I read the article about the Mayor Curtis’s tantrum. The mayor is “disappointed” that his pet project is under critical analysis, while the former councillor makes statements that are not accurate.

I read the article about the Mayor Curtis’s tantrum. The mayor is “disappointed” that his pet project is under critical analysis, while the former councillor makes statements that are not accurate. This proposed increase in garbage fees of over 150 per cent does not include water nor sewer costs, but only for solid waste management. It is way out of proportion for what the citizens would be getting in return and it’s no wonder we get policies and rate increases that don’t reflect realities nor accurate evaluation.

We already have a blue box pick up for any of those citizens who so wish this service. It is totally user pay. What the mayor proposes is a universal program for recycling which is not user pay, but a subsidy for those who are too lazy or too busy to recycle themselves.
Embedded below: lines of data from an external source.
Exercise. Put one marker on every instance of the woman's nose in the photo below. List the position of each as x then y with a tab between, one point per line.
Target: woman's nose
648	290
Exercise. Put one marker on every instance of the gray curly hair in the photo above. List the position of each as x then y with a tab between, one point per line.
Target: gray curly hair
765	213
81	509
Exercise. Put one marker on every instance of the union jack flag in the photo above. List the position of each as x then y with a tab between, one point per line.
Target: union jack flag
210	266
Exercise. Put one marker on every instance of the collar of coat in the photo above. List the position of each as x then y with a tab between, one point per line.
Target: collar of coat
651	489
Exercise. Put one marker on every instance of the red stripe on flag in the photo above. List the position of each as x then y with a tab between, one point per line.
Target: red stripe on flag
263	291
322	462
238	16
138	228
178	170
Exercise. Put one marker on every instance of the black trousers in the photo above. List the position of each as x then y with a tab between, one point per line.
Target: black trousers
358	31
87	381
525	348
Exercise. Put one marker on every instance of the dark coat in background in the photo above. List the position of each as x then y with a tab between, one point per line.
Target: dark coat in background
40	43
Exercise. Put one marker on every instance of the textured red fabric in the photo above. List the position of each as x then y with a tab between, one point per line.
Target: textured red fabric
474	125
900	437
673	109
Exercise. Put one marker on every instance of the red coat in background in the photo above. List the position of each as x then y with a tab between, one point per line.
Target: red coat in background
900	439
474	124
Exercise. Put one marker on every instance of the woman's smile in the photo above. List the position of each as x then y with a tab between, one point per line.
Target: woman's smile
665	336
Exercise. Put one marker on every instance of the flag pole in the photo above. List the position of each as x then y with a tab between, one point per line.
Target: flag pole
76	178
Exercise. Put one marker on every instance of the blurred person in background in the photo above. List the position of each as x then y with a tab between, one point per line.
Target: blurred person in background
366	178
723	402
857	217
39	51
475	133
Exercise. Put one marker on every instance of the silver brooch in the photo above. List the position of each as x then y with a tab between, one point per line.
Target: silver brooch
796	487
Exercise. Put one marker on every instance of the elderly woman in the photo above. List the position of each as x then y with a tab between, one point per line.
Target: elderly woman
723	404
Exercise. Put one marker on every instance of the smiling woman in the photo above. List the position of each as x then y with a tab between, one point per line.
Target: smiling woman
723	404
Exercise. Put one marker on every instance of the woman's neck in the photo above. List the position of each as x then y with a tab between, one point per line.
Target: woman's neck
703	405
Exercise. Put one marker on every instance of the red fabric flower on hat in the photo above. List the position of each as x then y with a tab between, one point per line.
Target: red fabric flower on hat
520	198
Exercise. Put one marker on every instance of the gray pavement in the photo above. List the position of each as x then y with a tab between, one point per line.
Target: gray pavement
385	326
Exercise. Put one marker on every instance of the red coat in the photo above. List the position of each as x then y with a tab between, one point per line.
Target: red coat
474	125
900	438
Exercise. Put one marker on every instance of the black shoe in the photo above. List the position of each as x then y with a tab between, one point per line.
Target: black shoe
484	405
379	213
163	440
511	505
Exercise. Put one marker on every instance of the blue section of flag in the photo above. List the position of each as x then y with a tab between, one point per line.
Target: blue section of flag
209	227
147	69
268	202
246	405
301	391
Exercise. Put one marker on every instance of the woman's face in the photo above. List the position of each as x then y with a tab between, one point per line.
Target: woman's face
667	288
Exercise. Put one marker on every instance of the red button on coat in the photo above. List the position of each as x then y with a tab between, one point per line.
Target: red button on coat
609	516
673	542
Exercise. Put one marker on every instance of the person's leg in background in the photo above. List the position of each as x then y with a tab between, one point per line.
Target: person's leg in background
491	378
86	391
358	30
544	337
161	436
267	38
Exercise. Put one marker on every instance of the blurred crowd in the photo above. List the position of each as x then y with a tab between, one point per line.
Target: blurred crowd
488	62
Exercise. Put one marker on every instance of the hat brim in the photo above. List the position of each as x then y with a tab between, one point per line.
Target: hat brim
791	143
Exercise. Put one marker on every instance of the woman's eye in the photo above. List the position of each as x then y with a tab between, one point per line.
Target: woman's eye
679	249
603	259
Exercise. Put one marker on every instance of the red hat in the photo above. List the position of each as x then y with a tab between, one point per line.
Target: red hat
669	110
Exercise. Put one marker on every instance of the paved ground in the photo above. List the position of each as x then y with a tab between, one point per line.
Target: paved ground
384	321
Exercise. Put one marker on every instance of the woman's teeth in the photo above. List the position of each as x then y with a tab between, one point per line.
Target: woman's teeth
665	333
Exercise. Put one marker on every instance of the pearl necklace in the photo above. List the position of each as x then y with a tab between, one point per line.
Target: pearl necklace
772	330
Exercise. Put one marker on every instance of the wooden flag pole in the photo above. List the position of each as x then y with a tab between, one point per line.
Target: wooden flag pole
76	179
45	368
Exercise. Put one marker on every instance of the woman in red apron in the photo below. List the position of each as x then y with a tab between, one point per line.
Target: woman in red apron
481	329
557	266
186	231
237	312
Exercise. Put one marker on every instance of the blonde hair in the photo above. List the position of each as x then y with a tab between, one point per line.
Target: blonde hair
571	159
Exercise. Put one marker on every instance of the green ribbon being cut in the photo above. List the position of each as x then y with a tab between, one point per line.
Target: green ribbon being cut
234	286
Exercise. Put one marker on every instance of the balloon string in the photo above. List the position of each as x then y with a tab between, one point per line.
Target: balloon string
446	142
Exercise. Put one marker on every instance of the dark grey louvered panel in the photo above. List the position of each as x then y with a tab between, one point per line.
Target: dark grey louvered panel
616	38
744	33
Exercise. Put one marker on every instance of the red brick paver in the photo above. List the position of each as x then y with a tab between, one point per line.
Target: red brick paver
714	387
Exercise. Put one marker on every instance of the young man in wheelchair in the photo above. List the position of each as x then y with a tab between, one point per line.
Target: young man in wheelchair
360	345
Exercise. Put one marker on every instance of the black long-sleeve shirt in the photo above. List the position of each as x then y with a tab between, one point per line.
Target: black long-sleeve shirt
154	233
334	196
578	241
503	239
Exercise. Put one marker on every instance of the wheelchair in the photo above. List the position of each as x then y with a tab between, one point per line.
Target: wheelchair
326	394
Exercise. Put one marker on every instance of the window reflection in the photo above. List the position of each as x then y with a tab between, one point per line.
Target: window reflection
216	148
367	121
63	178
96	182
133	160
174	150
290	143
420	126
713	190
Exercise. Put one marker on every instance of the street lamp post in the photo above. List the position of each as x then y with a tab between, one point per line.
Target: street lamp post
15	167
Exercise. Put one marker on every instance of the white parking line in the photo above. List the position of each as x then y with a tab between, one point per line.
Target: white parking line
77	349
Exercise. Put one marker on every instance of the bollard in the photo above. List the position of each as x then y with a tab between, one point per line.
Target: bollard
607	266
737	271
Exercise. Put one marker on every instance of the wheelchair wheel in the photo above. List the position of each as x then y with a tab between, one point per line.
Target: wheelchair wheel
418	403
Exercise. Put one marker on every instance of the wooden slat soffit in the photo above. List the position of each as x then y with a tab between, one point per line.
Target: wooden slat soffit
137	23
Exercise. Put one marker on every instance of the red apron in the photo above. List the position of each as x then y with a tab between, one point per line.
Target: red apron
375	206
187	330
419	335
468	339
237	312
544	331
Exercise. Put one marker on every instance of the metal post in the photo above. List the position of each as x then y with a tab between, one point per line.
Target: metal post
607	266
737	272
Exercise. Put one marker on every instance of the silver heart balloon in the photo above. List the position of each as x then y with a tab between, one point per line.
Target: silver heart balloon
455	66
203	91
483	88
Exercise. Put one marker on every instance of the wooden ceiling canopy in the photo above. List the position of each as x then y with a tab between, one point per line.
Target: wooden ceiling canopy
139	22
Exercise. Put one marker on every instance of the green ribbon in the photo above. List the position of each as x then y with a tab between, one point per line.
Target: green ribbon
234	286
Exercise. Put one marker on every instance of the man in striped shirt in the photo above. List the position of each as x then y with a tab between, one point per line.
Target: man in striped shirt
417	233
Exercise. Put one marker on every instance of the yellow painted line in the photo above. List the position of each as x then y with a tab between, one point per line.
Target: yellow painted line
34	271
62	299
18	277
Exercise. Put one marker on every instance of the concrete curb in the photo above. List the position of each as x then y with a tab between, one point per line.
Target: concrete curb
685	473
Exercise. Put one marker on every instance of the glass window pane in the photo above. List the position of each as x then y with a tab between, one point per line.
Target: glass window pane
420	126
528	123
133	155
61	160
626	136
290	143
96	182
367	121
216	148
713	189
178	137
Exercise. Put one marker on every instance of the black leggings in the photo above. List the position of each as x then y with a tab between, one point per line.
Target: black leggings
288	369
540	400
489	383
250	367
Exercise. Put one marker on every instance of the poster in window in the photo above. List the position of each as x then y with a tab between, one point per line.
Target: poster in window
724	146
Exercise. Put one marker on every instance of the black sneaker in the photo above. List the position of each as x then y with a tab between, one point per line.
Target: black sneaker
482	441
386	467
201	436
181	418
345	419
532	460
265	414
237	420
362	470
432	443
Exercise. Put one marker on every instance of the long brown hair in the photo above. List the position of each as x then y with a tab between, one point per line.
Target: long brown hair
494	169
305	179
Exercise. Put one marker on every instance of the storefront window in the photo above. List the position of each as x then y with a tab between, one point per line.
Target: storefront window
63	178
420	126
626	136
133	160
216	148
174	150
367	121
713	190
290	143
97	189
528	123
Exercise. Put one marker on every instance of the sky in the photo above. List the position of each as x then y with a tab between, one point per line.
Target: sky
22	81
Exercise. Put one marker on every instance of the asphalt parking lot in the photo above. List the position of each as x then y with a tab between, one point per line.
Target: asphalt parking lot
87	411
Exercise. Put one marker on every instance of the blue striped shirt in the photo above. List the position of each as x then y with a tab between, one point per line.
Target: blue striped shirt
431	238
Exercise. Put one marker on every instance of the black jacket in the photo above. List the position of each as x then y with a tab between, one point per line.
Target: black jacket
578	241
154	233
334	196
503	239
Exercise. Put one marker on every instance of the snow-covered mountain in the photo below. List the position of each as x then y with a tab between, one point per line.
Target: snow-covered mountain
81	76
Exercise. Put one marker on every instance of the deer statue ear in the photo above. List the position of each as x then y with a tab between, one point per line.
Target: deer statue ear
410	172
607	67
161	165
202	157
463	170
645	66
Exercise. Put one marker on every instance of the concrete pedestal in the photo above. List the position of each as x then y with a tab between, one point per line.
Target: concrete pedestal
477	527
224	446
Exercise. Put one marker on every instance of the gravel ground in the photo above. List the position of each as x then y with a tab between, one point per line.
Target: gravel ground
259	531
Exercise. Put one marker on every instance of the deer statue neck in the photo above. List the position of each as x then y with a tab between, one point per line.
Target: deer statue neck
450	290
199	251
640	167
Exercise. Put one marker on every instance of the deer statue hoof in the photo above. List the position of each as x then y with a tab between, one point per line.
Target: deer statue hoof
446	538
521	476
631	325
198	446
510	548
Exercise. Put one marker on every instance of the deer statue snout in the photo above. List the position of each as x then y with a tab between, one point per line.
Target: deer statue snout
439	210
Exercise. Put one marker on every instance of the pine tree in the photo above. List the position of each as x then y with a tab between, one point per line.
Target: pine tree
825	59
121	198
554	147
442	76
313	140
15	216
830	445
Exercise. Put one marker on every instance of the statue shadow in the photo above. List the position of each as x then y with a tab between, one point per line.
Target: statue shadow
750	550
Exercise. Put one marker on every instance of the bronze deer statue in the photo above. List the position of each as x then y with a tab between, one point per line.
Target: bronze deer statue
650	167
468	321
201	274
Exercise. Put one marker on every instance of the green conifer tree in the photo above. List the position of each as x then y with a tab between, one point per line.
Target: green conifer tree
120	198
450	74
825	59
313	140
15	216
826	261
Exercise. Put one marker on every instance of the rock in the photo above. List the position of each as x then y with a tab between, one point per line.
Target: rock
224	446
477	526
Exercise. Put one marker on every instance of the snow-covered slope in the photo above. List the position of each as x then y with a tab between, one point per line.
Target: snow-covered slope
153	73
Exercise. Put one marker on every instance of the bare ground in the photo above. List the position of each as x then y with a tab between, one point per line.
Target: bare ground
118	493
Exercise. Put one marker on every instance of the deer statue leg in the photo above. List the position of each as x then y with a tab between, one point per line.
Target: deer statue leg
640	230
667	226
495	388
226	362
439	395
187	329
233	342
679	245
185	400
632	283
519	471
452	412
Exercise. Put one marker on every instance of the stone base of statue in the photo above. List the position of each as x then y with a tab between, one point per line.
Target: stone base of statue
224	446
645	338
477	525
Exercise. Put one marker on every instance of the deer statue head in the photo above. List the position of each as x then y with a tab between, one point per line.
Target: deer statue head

To top it off, they are worried about one processor, the one who wants this lucrative contract for their bottom line. Why would mayor and council interfere with private enterprise and give full support to an organization that has multitudes of staff and executives not-for-profit? We never hear the private recycler complain about being “starved out.”

There is a half million dollars of federal gas tax contribution that would go a long way in implementing pay for value processing fees. The real reason we have this perceived problem now is because the city and YTG have sat on their hands for far too many years since the Solid Waste Management Plan was released.

These two politicians brag about the City’s user pay and cost recovery policies. What they always leave out in the details is that City utility programs are a cost plus contract with their constituents. Policies and action have been severely compromised by this inaction. We need to reverse the paradigm of simply raising fees and or taxes to solve problems. For example, where are the laws requiring all recyclables to be charged up-front fees at the counter? Where are the laws requiring businesses to pay for part of this problem by having to accept recyclable material they produce — much of which is over-packaging — that won’t change unless the businesses are made fiscally responsible? Europe has used this method for many years.

Finally, where is the analysis that suggests a universal charge will be effective? The number of citizens who will actually use this system is perceived, not actual nor adequately surveyed. Let’s look at the universal compost strategy. How many of the Whitehorse residents and businesses are compliant with this program? It’s is not hard to tell. Just drive around each community during compost day and survey the number of bins on the curb and then add on a couple of per cent for citizens like myself who do our own composting. If it’s anything like my area, this program is seriously lacking.

Get your head out of the sand and make some decisions other than fee or tax increases, which appears to be your sole method of dealing with issues.